The monastery’s four vineyards grow Blaufränkisch (aka Lemberger), Cabernet Franc, Cabernet Sauvignon, Chardonnay, Gemischter Satz, Gewürztraminer, Grüner Veltliner, Merlot, Pinot Blanc, Pinot Noir, Riesling, Rotgipfler, St. Laurent, Sauvignon Blanc, Welschriesling, Zierfandler and Zweigelt. The latter was developed by Klosterneuburg researcher Fritz Zweigelt just after World War I using Blaufränkisch and St. Laurent. It originally was called Rotburger.

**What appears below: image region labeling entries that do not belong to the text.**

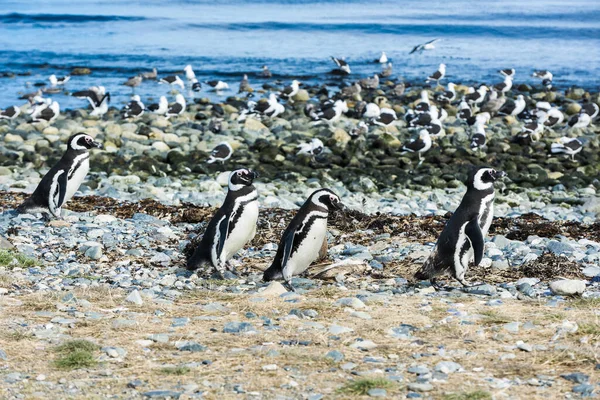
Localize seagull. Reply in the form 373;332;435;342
331;56;351;75
281;79;300;100
260;65;273;78
158;75;185;89
375;51;388;64
434;82;456;104
31;100;60;123
123;75;142;89
165;94;185;119
183;64;196;81
148;96;169;115
123;94;144;119
206;142;233;164
90;93;110;118
425;64;446;85
409;39;442;54
205;80;229;91
48;74;71;86
140;68;158;79
71;86;106;107
0;106;21;119
401;129;431;165
550;137;583;161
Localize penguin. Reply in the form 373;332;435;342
415;167;506;287
263;189;344;291
17;133;102;218
187;168;258;276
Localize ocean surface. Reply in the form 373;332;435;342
0;0;600;108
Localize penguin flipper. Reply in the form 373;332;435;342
465;217;484;265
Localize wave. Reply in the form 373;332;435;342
0;13;147;24
184;21;600;40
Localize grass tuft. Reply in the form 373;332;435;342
443;390;492;400
338;378;393;395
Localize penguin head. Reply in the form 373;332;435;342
67;132;102;151
229;168;258;191
309;189;344;212
468;167;506;190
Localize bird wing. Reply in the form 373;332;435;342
465;217;484;265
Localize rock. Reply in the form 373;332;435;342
325;350;344;362
125;289;144;306
550;279;586;296
435;361;462;374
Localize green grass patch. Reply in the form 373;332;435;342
0;250;38;268
443;390;492;400
54;340;98;370
338;378;394;396
160;367;190;376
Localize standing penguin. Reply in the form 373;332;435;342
263;189;343;290
415;168;506;286
17;133;102;218
187;168;258;276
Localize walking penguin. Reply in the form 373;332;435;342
415;168;506;286
263;189;344;291
17;133;102;219
187;168;258;276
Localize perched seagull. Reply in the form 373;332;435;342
90;93;110;118
434;82;456;104
123;94;145;119
331;56;352;75
381;63;393;78
281;79;300;100
550;137;583;161
481;90;506;115
464;85;489;105
373;107;398;132
531;70;553;81
71;86;106;108
123;75;142;89
238;74;252;93
425;64;446;85
498;94;525;116
206;142;233;164
358;74;379;89
158;75;185;89
205;80;229;91
31;100;60;123
260;65;273;78
375;51;388;64
565;111;592;129
401;129;431;165
0;106;21;119
296;138;324;160
494;75;512;94
317;100;348;124
471;122;486;150
165;94;185;119
48;74;71;86
498;68;515;78
183;64;196;81
191;78;202;92
148;96;169;115
140;68;158;79
409;39;441;54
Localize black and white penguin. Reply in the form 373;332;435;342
415;168;506;286
187;168;258;276
17;133;102;218
263;189;343;290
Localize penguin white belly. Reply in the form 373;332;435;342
283;218;327;279
63;154;90;204
221;201;258;261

According to the monastery’s timeline, Klostereneuburg Monastery made a donation in 1860 of St. Laurent grapes to the new nearby college to further research of the new variety. And St. Laurent continues to be the featured grape at the monastery. The nearby orchard, which the monastery established in 1402, features two varieties of apples famous in the Pacific Northwest — Golden Delicious and Granny Smith.
Mondavi-trained DeMara makes wine in 4 countries
DeMara received his invitation to Klostereneuburg in May 23 and began planning his trip a month later, but few winemakers in the U.S. make wine in as many European countries. His efforts there began more than 20 years ago, and he continues to produce wine in Germany, France and Spain, shipping them back to Roseburg for his wine club. (Those small lots are separate from Paul O’Brien Winery, which he launched last year in downtown Roseburg with Scott Kelley, a longtime pal and former Mondavi winemaker.)
In Priorat, he works with Carignan and Garnacha. He travels to the Mosel for Riesling — “my favorite grape in the world,” he said.
“I’ll hit on those (projects) on the front and back part of this trip and see a friend of mine in Austria in Burgenland,” said DeMara, who travels to the Old World three or four times a year, flying about 100,000 miles in the process.
“I used to travel 80 percent of the time when I worked for Mondavi,” he said.
This year, he celebrates a golden anniversary at HillCrest. While disease prompted DeMara and his wife, Susan, to rip out many of vines Sommer first planted in 1961 at the former chicken egg farm, some of the survivors include Cabernet Sauvignon from 1964 — the first Cab planted in Oregon. That fruit goes into his Massimo, which is aged in barrel for four years.
By the time DeMara returns to home, harvest will be right around the corner for him, Kelley and their custom-crush clients.
Until then, he looks forward to biting into some weisswurst, and he may even pick himself up a leather trachten mode coat.
“It’s Bavarian formal wear, and 20 years ago, only the old timers wore it,” DeMara chuckled. “But it’s making a comeback.”